Após as discussões sobre
o relatório, três moções foram aprovadas referentes ao assunto: 1. Que a AAA
deve escrever uma carta de desculpas a ABA-Associação Brasileira de Antropologia
por não ter publicado em seu jornal as respostas de membros da ABA (Bruce Albert
e Alcida Ramos) a acusações feitas por Chagnon em 1989; 2. Que a comissão El
Dorado deve tornar público todo o material coletado e usado na produção de seu
relatório, tão logo o mesmo seja completado; 3. E que a AAA deve incentivar
os programas de antropologia a terem cursos em ética profissional antes dos
alunos fazerem pesquisa de campo. Havia uma quarta moção determinando que a
associação americana enviasse uma carta ao governo brasileiro reiterando a importância
e o apoio da AAA à demarcação da Terra Yanomami. Entretanto, tal moção foi retirada
a pedido de Rubem Oliven, presidente da ABA, que achou a resolução inoportuna.
Mensagem
de Davi Kopenawa sobre Amostras de Sangue Yanomami Chega a Reunião de Antropólogos
Americanos
O segundo, e talvez mais
importante, momento de discussão sobre as conseqüências para os Yanomami da controvérsia sobre Chagnon
aconteceu na sessão organizada por Robert Borofsky, professor da universidade
Hawai'i Pacific, sobre o papel dos antropólogos
em assuntos de interesse público. Davi Kopenawa foi convidado a participar desta
sessão que incluia, entre outros palestrantes de renome, Ralph Nader, candidato
pelo Partido Verde a presidência no ano passado. Davi resolveu não ir devido
ao estado atual de tensão nos Estados Unidos e eu fui convidada a substituí-lo
no debate. Um dia antes da sessão eu gravei uma mensagem de Davi para ser transmitida
aos participantes. Davi explicou as razões de sua ausência e reafirmou sua intenção
de fazer parte em reuniões futura sobre as alegações contidas no livro de Tierney
e os danos causados aos Yanomami. A mensagem essencialmente dizia: "eu
queria ir outra vez para falar sobre esse livro e para conversar sobre o sangue
dos meus parentes que foi trazido para lá e que hoje estão guardando na geladeira.

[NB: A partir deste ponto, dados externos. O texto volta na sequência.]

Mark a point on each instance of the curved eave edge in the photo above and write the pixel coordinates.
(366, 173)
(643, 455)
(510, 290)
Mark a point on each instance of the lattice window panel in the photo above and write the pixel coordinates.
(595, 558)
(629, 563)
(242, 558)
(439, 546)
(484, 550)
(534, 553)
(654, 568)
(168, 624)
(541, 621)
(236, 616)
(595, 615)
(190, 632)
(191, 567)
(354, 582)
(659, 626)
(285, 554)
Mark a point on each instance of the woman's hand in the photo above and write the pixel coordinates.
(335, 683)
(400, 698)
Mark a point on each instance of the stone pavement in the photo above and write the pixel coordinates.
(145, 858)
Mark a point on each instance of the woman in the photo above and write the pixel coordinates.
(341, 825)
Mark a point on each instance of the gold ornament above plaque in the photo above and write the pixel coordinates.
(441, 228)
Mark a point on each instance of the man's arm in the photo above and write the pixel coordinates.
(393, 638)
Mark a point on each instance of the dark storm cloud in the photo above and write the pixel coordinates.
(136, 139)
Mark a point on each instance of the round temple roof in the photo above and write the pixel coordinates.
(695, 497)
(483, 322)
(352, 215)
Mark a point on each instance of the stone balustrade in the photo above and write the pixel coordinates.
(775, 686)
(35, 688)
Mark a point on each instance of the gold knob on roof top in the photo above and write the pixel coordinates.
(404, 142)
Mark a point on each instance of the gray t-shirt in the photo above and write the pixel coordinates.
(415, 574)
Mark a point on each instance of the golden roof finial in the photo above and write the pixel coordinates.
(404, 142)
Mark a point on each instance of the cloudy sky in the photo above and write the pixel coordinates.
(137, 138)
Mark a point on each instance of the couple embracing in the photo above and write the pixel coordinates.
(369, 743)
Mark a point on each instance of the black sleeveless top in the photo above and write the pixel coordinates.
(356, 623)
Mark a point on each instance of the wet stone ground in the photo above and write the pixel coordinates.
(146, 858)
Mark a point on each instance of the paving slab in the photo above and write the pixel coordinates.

Eu queria saber o que é que eles querem fazer com esse sangue, para que eles
guardaram. Mas eu não quero ir só falar, eu quero decidir alguma coisa, quero
que eles devolver o sangue para mim para eu levar para o Brasil e derramar o
sangue no rio para o espírito do xapori ficar alegre". Complementando as
palavras de Davi, eu falei das expedições de Neel e Chagnon para coletar amostras
de sangue, repassei o que alguns líderes Yanomami me disseram em entrevistas
feitas em maio passado sobre as informações distorcidas que envolveram a extração
do sangue e ressaltei alguns dos problemas éticos contidos nas ações do Chagnon
e Neel. A maioria do público não tinha ouvido falar das amostras de sangue e
muito menos que isso é um dos assuntos mais importantes para os Yanomami nesta
controvérsia.
Nancy Scheper-Hughes decidiu
deixar de lado o tema de sua palestra e resolveu reforçar a discussão sobre
a questão ética da ausência do consentimento informado dos doadores Yanomami
para as pesquisas que foram e estão sendo feitas com o sangue deles. Ela também
condenou o fato de que a associação americana e a comissão El Dorado ainda não
tomaram nenhuma posição neste assunto. Scheper-Hughes sugeriu aos participantes
que fizessem um abaixo-assinado pedindo a devolução imediata aos Yanomami das
amostras de sangue, que hoje estão armazenadas na universidade da Pennsilvania.
O público demonstrou interesse em receber mais informações e apoiar os Yanomami
no caso do sangue coletado. O abaixo-assinado
foi entregue ao coordenador da sessão Robert Borofsky.
Na semana passada, a associação
de antropologia retirou do website o relatório preliminar sobre
as acusações contra Chagnon e outros pesquisadores.